Abraham

Living in The Story Readings for Week 4

Genesis 12-20

Psalm 23

Psalm 25

Romans 4-8

John 13-17

As You Read the Old Testament

As you read this week, you might consider the fact that Abraham was not a Jew. Is that a startling statement? The people known as “Jews” didn’t come into being until much later than the time of the Patriarchs. Abraham is highly honored within the traditions of Judaism, Christianity, and Islam because all three monotheistic religions see him as one who shaped the foundational understanding of these faiths.

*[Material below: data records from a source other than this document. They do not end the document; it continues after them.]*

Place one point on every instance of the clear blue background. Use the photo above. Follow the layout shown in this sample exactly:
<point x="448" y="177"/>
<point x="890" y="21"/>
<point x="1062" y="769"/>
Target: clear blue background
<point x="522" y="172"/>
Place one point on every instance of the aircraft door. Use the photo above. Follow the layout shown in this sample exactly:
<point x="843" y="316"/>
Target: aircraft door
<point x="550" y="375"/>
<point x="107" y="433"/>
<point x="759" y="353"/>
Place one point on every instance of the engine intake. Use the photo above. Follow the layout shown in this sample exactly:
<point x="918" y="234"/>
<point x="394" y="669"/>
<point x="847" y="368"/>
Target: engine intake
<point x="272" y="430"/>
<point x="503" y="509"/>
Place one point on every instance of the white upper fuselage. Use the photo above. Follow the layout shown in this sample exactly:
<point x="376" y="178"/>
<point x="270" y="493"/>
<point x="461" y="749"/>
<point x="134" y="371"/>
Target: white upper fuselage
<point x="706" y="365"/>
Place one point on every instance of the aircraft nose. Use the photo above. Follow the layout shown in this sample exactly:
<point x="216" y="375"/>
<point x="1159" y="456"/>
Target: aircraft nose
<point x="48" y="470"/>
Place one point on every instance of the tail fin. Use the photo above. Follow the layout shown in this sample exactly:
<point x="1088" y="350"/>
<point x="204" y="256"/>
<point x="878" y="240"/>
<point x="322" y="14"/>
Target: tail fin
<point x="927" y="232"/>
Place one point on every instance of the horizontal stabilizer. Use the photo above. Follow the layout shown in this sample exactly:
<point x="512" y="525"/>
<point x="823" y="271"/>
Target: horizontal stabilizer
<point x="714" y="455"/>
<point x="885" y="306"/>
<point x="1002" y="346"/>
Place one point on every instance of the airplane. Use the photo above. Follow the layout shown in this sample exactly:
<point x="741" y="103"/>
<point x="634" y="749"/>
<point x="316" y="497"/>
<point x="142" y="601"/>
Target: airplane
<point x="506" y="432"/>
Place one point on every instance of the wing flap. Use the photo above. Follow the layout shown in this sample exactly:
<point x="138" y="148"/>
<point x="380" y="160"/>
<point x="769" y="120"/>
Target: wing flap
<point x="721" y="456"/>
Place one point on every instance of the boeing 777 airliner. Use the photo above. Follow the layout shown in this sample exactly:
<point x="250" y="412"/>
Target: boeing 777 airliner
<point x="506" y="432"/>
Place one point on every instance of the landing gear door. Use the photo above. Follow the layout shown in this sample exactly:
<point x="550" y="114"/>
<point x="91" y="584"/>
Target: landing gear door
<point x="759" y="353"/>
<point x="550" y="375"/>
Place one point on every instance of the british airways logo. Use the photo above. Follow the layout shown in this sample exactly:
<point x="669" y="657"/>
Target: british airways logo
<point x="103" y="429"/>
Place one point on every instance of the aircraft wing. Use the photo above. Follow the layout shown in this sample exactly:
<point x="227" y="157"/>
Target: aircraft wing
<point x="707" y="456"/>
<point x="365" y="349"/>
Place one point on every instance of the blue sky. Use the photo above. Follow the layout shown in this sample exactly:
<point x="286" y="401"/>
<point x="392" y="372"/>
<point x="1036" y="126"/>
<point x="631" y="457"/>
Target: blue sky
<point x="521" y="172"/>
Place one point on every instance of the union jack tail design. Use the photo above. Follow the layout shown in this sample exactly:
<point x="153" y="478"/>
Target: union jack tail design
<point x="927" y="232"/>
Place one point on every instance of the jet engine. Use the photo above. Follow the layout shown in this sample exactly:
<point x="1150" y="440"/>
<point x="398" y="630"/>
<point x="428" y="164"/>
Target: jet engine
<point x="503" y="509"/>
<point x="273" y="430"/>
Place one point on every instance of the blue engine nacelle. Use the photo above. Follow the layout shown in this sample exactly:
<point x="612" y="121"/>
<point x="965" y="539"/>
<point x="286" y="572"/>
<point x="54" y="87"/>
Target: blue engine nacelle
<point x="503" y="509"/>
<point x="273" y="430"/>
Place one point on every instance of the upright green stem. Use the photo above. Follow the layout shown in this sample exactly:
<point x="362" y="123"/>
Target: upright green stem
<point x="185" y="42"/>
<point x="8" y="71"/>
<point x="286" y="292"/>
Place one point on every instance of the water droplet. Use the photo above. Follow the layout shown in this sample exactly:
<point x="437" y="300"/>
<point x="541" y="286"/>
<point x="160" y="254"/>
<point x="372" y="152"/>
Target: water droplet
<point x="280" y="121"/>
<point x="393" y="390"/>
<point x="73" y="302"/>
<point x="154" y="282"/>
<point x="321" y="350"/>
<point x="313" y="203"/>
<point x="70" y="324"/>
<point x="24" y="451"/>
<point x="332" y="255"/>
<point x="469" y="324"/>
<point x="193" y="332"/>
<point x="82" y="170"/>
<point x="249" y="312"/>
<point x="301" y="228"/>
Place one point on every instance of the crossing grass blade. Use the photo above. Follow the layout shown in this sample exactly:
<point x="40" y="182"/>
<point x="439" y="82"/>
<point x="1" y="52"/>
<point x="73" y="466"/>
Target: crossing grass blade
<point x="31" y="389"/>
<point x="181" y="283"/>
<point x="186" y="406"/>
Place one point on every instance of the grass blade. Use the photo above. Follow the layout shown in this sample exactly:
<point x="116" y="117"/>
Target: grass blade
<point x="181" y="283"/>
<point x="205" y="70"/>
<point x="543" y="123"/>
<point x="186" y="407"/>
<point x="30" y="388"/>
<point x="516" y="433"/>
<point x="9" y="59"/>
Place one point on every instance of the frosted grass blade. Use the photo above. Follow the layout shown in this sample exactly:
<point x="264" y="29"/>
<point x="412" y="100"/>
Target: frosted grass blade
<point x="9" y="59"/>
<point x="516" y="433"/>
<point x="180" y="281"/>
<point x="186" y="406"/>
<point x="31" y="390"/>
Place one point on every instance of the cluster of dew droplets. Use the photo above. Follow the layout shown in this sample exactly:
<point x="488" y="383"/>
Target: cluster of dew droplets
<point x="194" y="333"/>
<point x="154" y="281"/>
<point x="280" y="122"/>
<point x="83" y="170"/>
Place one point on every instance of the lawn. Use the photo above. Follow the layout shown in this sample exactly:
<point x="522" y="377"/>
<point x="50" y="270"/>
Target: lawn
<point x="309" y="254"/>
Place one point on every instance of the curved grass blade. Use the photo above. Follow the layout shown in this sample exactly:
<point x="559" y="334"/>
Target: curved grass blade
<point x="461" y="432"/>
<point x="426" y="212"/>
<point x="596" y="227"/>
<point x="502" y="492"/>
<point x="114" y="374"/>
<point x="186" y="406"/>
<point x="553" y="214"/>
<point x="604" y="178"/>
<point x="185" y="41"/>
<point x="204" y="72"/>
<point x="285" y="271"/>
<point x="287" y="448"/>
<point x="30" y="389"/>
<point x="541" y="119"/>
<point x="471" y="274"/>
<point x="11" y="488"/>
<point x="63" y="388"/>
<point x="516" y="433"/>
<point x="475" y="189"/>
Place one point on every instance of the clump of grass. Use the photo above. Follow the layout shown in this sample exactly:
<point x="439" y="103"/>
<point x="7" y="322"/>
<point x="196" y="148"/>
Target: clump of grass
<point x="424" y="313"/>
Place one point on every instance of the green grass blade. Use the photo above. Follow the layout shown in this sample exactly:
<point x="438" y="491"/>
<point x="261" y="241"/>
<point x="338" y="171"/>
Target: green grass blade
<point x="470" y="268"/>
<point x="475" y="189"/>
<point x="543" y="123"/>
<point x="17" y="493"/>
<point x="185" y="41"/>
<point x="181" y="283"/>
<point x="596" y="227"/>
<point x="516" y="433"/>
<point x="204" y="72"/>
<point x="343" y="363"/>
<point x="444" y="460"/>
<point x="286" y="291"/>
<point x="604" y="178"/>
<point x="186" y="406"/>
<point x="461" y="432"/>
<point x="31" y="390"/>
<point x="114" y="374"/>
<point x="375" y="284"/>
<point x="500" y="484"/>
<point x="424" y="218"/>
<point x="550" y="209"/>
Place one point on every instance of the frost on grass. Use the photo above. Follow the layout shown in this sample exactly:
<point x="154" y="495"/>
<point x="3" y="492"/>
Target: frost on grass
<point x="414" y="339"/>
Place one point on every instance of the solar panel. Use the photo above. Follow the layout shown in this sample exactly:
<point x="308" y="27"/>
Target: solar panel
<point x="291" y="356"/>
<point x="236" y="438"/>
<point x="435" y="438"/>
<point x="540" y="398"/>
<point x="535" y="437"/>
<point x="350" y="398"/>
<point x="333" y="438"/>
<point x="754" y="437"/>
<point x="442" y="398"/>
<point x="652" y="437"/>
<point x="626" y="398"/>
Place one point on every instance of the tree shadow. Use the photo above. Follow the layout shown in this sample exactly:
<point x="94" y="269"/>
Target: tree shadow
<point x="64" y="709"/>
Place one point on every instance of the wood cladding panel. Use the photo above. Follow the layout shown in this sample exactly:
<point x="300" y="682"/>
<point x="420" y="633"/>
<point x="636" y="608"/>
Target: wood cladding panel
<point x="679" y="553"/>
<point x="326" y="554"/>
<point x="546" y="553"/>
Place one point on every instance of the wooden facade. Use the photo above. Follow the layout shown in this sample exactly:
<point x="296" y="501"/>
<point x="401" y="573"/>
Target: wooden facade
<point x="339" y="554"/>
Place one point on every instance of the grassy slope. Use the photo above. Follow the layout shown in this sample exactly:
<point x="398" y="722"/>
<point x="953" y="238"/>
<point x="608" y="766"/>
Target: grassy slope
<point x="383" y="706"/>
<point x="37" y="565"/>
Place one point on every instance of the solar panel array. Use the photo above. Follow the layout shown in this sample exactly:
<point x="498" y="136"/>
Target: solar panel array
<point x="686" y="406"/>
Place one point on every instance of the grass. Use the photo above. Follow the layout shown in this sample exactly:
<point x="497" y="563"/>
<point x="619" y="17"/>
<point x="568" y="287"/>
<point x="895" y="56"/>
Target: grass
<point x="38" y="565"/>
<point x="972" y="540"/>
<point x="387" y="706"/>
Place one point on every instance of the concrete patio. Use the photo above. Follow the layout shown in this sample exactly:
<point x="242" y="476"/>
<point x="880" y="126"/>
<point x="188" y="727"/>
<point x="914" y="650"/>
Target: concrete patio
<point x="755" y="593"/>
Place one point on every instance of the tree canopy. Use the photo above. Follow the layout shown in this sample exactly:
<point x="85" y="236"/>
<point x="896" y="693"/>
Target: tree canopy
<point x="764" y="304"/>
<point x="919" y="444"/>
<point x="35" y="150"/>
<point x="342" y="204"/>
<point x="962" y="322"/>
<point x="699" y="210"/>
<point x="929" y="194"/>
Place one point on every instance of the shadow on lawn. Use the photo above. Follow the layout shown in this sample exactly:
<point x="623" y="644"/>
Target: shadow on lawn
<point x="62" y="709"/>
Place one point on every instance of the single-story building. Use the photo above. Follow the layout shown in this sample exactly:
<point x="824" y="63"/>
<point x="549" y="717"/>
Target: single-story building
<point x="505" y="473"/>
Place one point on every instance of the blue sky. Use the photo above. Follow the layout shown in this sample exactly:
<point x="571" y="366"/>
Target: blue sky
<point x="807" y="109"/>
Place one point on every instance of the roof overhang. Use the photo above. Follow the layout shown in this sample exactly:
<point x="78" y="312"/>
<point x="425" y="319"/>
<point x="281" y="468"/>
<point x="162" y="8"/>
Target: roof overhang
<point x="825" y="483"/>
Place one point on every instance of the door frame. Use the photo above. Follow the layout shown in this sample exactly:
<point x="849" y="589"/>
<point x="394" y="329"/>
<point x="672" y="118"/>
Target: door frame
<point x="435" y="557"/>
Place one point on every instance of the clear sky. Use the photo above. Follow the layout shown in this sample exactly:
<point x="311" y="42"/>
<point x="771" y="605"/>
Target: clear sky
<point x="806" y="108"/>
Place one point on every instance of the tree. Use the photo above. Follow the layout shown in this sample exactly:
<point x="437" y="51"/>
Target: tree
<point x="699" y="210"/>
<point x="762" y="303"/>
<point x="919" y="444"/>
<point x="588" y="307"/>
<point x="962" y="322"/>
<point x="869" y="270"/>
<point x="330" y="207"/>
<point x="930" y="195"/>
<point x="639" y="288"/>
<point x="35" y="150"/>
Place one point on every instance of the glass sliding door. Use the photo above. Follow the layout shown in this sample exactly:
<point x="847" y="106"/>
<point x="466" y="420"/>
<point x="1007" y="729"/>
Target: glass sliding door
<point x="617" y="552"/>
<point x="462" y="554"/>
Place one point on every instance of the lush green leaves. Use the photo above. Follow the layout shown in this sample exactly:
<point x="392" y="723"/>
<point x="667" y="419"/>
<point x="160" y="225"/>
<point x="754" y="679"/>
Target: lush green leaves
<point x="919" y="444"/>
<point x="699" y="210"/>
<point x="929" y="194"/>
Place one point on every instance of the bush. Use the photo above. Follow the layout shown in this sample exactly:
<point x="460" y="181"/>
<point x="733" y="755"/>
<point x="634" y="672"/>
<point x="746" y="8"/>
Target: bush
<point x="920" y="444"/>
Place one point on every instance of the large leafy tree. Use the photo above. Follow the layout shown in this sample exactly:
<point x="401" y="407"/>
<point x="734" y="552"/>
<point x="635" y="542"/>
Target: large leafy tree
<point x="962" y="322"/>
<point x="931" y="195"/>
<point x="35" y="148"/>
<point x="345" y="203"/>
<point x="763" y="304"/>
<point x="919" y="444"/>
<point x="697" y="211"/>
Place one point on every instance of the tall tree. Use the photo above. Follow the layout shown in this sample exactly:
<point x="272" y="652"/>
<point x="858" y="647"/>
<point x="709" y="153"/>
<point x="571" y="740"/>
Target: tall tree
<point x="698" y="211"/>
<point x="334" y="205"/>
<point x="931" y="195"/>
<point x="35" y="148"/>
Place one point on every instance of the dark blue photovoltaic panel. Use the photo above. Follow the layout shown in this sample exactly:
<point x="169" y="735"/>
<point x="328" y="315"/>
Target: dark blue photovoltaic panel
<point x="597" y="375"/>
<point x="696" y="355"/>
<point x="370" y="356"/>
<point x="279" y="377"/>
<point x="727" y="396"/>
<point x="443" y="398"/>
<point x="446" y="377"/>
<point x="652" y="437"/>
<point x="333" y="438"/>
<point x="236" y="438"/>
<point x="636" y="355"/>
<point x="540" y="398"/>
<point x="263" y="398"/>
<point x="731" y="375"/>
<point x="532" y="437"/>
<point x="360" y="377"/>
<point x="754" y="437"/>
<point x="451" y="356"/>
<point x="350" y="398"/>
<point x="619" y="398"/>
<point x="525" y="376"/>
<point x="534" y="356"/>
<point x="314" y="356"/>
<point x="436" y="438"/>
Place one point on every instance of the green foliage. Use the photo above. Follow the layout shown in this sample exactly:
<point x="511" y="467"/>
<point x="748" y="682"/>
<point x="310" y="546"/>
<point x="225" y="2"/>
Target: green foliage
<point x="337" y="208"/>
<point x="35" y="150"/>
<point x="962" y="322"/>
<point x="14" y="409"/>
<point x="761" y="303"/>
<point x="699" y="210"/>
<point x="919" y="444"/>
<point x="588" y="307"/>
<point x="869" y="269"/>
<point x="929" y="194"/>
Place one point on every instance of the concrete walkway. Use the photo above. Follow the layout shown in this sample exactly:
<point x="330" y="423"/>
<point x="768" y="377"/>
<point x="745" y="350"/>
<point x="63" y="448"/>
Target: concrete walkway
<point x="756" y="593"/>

As you read Genesis 12–20 (and as you read all these stories about the patriarchs in Genesis), notice the numerous descriptions of ancient Middle Eastern culture within the story. For example, the practice of polygamy and of producing children with several wives, concubines, and slaves was common. Also note the cultural understanding of the role of women. Across the ages, across the globe, in countless societies, women have been subservient to men in general and to the male head of the household in particular. Even to this day in some societies, a woman’s value is measured by her ability to produce sons. (In light of this, consider how unwise it is for modern societies to use the Bible as a template for so-called “biblical family values.”)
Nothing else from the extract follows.